ECLI:NL:CRVB:2019:2214
Centrale Raad van Beroep
- Hoger beroep
- Rechtspraak.nl
Niet-ontvankelijkverklaring van het beroep wegens te late indiening zonder verschoonbare termijnoverschrijding
In deze zaak heeft de Centrale Raad van Beroep op 27 juni 2019 uitspraak gedaan in hoger beroep tegen een eerdere uitspraak van de rechtbank Midden-Nederland. Het hoger beroep was ingesteld door appellant, vertegenwoordigd door drs. R.J. Dobbelaar, tegen het college van burgemeester en wethouders van Gooise Meren, vertegenwoordigd door mr.
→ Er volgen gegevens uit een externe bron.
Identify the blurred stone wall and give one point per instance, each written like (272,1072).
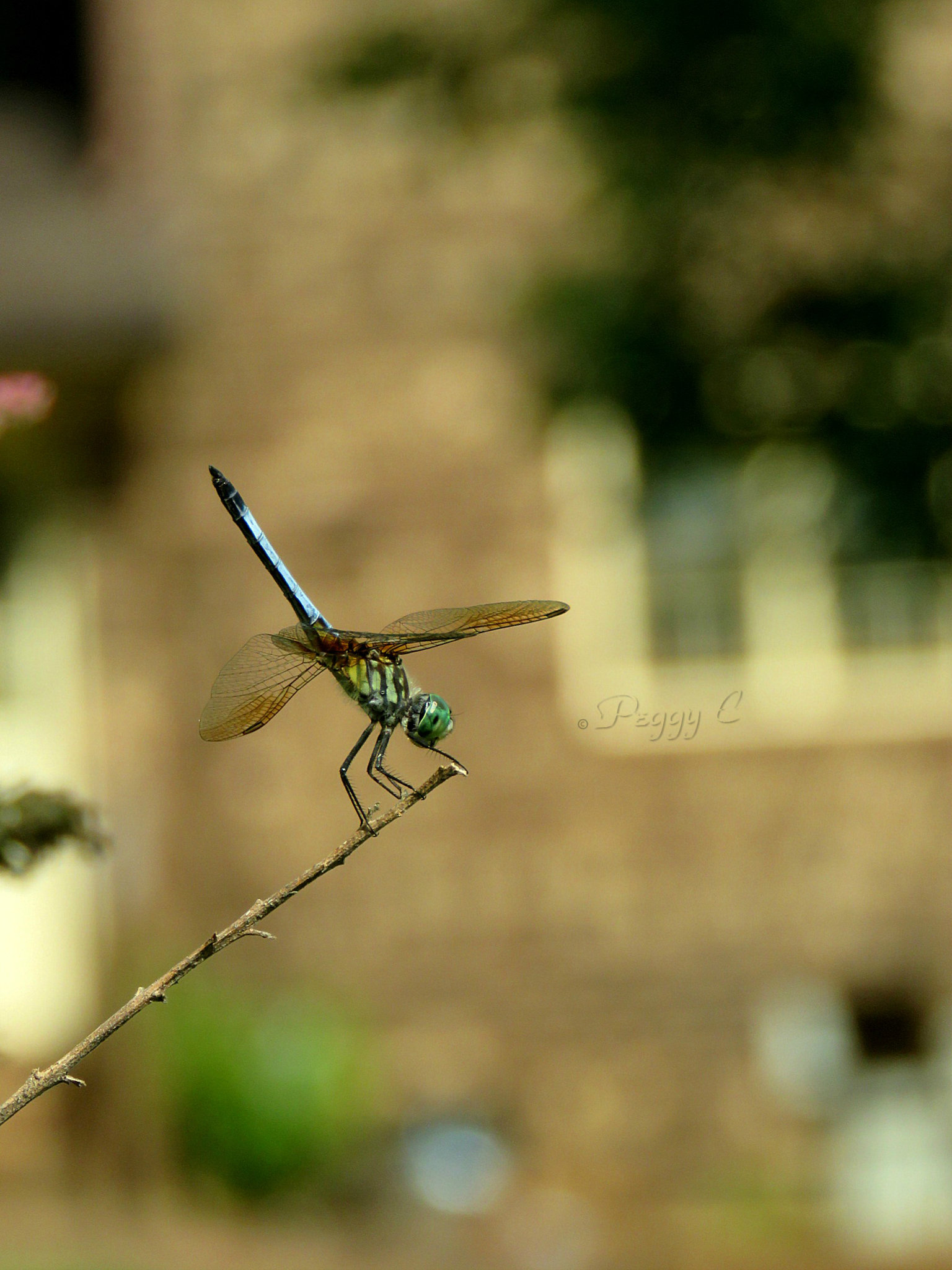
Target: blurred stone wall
(569,945)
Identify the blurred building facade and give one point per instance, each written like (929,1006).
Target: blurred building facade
(696,984)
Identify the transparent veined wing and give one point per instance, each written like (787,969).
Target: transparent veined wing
(258,681)
(432,626)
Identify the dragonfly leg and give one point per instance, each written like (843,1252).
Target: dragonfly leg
(444,755)
(376,765)
(348,786)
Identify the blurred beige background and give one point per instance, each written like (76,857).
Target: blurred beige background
(691,992)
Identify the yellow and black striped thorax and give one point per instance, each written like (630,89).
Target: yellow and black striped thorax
(379,685)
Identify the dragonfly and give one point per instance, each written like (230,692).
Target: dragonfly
(265,675)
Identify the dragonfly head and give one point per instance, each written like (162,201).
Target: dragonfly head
(428,719)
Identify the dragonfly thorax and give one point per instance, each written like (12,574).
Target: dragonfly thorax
(428,719)
(377,685)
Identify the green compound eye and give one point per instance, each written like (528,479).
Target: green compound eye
(428,721)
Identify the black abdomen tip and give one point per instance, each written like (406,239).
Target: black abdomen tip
(227,493)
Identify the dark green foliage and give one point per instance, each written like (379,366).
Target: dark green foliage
(678,103)
(692,82)
(270,1096)
(32,822)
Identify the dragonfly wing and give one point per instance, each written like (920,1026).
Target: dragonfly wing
(433,626)
(255,683)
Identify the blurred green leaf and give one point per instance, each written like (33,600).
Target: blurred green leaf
(268,1096)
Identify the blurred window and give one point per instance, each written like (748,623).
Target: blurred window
(889,1025)
(695,580)
(457,1168)
(42,59)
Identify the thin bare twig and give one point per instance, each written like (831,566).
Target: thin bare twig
(59,1072)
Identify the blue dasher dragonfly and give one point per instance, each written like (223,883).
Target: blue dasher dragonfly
(263,676)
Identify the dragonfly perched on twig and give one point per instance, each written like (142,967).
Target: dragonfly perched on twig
(263,676)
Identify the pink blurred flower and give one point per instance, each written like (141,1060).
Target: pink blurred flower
(25,398)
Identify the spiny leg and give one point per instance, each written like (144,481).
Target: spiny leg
(444,755)
(348,761)
(376,765)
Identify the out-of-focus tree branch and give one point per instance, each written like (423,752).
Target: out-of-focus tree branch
(32,822)
(59,1072)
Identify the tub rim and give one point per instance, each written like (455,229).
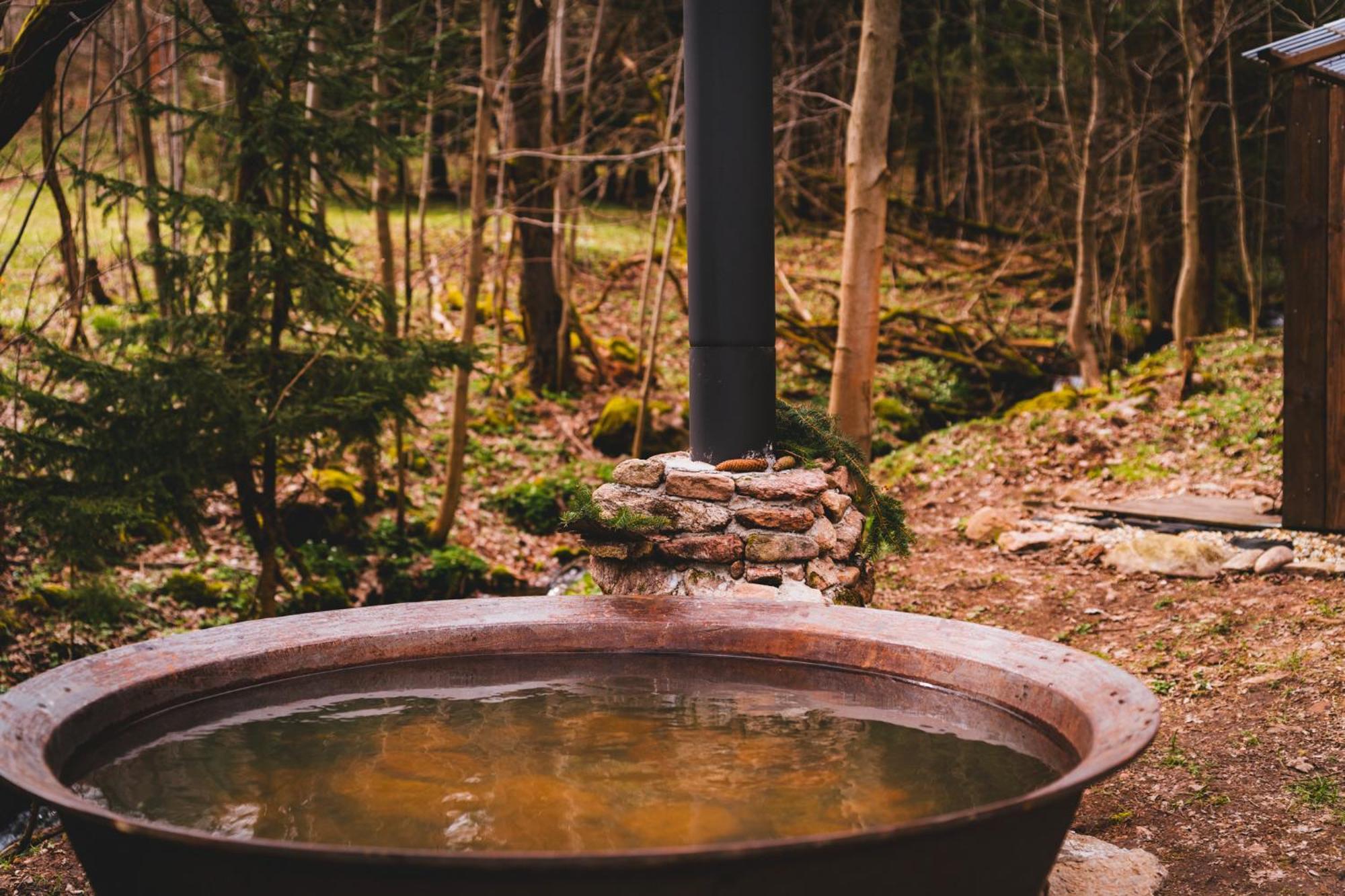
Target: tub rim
(1105,713)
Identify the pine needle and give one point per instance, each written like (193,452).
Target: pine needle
(813,434)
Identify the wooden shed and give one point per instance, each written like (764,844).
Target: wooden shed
(1315,276)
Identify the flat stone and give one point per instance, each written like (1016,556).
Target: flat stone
(1264,503)
(822,573)
(685,514)
(787,517)
(751,589)
(1168,556)
(792,485)
(988,524)
(1274,559)
(719,548)
(792,589)
(627,577)
(711,486)
(709,583)
(1313,568)
(848,533)
(1091,866)
(685,463)
(1017,542)
(642,474)
(765,575)
(824,533)
(841,479)
(613,549)
(774,546)
(836,503)
(1245,560)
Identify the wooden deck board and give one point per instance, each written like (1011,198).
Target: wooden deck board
(1230,513)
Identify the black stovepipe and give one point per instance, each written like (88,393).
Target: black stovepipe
(731,227)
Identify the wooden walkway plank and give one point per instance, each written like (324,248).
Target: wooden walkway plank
(1226,513)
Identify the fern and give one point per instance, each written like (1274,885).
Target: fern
(813,434)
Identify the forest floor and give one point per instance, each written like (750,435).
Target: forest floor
(1242,791)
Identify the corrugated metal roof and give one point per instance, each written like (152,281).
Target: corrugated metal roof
(1300,44)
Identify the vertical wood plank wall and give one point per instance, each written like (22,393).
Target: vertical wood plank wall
(1315,309)
(1334,509)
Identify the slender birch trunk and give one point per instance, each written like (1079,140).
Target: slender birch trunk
(638,443)
(654,212)
(1083,306)
(1241,198)
(428,153)
(69,257)
(149,165)
(313,106)
(384,231)
(866,222)
(475,267)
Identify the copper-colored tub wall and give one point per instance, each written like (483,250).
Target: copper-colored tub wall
(1106,716)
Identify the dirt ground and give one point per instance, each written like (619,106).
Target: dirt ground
(1257,678)
(1238,794)
(1242,790)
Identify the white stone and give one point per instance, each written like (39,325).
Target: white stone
(1091,866)
(1168,556)
(987,524)
(1017,542)
(1245,560)
(1274,559)
(792,589)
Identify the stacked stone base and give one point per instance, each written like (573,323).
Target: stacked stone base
(786,534)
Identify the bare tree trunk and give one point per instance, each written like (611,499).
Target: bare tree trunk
(475,267)
(149,167)
(576,169)
(500,284)
(539,298)
(978,158)
(368,455)
(553,128)
(1239,198)
(638,443)
(1086,216)
(122,42)
(866,222)
(428,154)
(313,104)
(177,142)
(654,212)
(69,257)
(941,128)
(1187,300)
(91,264)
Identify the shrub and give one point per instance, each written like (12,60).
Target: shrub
(193,589)
(318,595)
(537,505)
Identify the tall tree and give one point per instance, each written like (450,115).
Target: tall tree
(866,222)
(475,264)
(1200,28)
(147,158)
(533,202)
(1085,299)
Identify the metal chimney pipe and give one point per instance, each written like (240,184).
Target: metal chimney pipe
(731,227)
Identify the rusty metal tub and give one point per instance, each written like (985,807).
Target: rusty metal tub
(1101,713)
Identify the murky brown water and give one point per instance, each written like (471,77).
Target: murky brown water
(572,752)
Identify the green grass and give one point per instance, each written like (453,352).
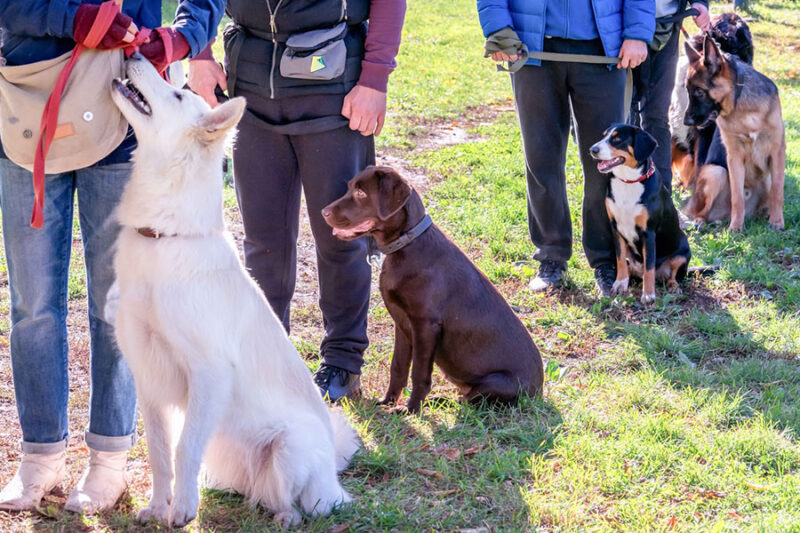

B. van Bon en E.C. van Leeuwen. De rechtbank had het beroep van appellant niet-ontvankelijk verklaard omdat het beroepschrift te laat was ingediend. Appellant had bezwaar gemaakt tegen zijn plaatsing in een functie bij de gemeente Gooise Meren en had verzocht om uitstel voor het indienen van de gronden van bezwaar. Ondanks het verlenen van uitstel door het college, heeft appellant het bestreden besluit niet tijdig afgehaald, wat leidde tot de niet-ontvankelijkverklaring van zijn beroep.
De Raad overwoog dat de termijn voor het indienen van een beroepschrift zes weken bedraagt en dat deze termijn aanvangt op de dag waarop het besluit op de voorgeschreven wijze bekend is gemaakt. Appellant had betoogd dat de termijnoverschrijding verschoonbaar was, maar de Raad oordeelde dat appellant zelf verantwoordelijk was voor het tijdig afhalen van belangrijke poststukken, vooral gezien zijn afwezigheid door vakantie. De Raad bevestigde dat het college op juiste wijze had gehandeld door het bestreden besluit per aangetekende post te verzenden en dat er geen verplichting bestond om het besluit ook per gewone post of e-mail te verzenden.
De Raad concludeerde dat de omstandigheden die appellant aanvoerde niet voldoende waren om de termijnoverschrijding als verschoonbaar te beschouwen. Het hoger beroep van appellant werd dan ook afgewezen en de uitspraak van de rechtbank werd bevestigd. Er werd geen proceskostenveroordeling opgelegd.